Overview
This article suggests how to install NVIDIA GPU driver, CUDA Toolkit, NVIDIA Container Toolkit on NVIDIA GPU EC2 instances running AL2023 (Amazon Linux 2023)
Note that by using this method, you agree to NVIDIA Driver License Agreement, End User License Agreement and other related license agreement. If you are doing development, you may want to register for NVIDIA Developer Program.
Pre-built AMIs
If you need AMIs preconfigured with NVIDIA GPU driver, CUDA, other NVIDIA software, and optionally PyTorch or TensorFlow framework, consider AWS Deep Learning AMIs.
Refer to Release notes for DLAMIs for currently supported options, and Deep Learning graphical desktop on Amazon Linux 2023 (AL2023) with AWS Deep Learning AMI (DLAMI) for graphical desktop setup guidance.
For container workloads, consider Amazon ECS-optimized Linux AMIs and Amazon EKS optimized AMIs
Note: instructions in this article are not applicable to pre-built AMIs.

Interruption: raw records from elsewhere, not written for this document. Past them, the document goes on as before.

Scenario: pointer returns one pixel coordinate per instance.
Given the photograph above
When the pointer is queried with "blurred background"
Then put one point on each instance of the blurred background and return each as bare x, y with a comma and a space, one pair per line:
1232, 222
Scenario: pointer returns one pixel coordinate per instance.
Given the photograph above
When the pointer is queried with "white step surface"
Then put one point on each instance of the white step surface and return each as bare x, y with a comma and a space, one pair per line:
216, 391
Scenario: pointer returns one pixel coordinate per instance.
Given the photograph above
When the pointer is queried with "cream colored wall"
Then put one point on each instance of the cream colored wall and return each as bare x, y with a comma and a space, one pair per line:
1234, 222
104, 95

Custom ECS GPU-optimized AMI
If you wish to build your own custom Amazon ECS GPU-optimized AMI, install NVIDIA driver, Docker and NVIDIA container toolkit, and refer to How do I create and use custom AMIs in Amazon ECS?
About CUDA toolkit
CUDA Toolkit is generally optional when GPU instance is used to run applications (as opposed to develop applications) as the CUDA application typically packages (by statically or dynamically linking against) the CUDA runtime and libraries needed.
Prepare Amazon Linux 2023
Launch a new NVIDIA GPU instance running Amazon Linux 2023 preferably with at least 20 GB storage and connect to the instance
Kernel 6.12
If your AL2023 is running kernel 6.1, update to kernel 6.12 for improvements in scheduling, networking, security, and system tracing.
sudo dnf update -y
if (uname -r | grep -q ^6\\.1\\.); then
sudo dnf clean all
VER=$(dnf list kernel-headers --showduplicates| grep -E "^\s*kernel-headers" | awk '{print $2}' | sort -V | tail -1)
VER=$VER.`arch`
sudo dnf install -y kernel-headers-$VER kernel-devel-$VER kernel6.12-modules-extra-$VER kernel-modules-extra-common-$VER kernel6.12-$VER
if [ -f /boot/vmlinuz-$VER ]; then
sudo grubby --set-default "/boot/vmlinuz-$VER"
sudo reboot
fi
fi
Refer to Updating the Linux kernel on AL2023 for details.
Prepare AL2023
Install DKMS and kernel headers
sudo dnf clean all
sudo dnf install -y dkms
sudo systemctl enable --now dkms
if (uname -r | grep -q ^6\\.12\\.); then
sudo dnf install -y kernel-headers-$(uname -r) kernel-devel-$(uname -r) kernel6.12-modules-extra-$(uname -r) kernel-modules-extra-common-$(uname -r)
else
sudo dnf install -y kernel-headers-$(uname -r) kernel-devel-$(uname -r) kernel-modules-extra-$(uname -r) kernel-modules-extra-common-$(uname -r)
fi
Install NVIDIA driver and CUDA toolkit
Method 1: Package Manager Installation
CUDA version 12.5 and higher supports Amazon Linux 2023 package manager installation on x86_64.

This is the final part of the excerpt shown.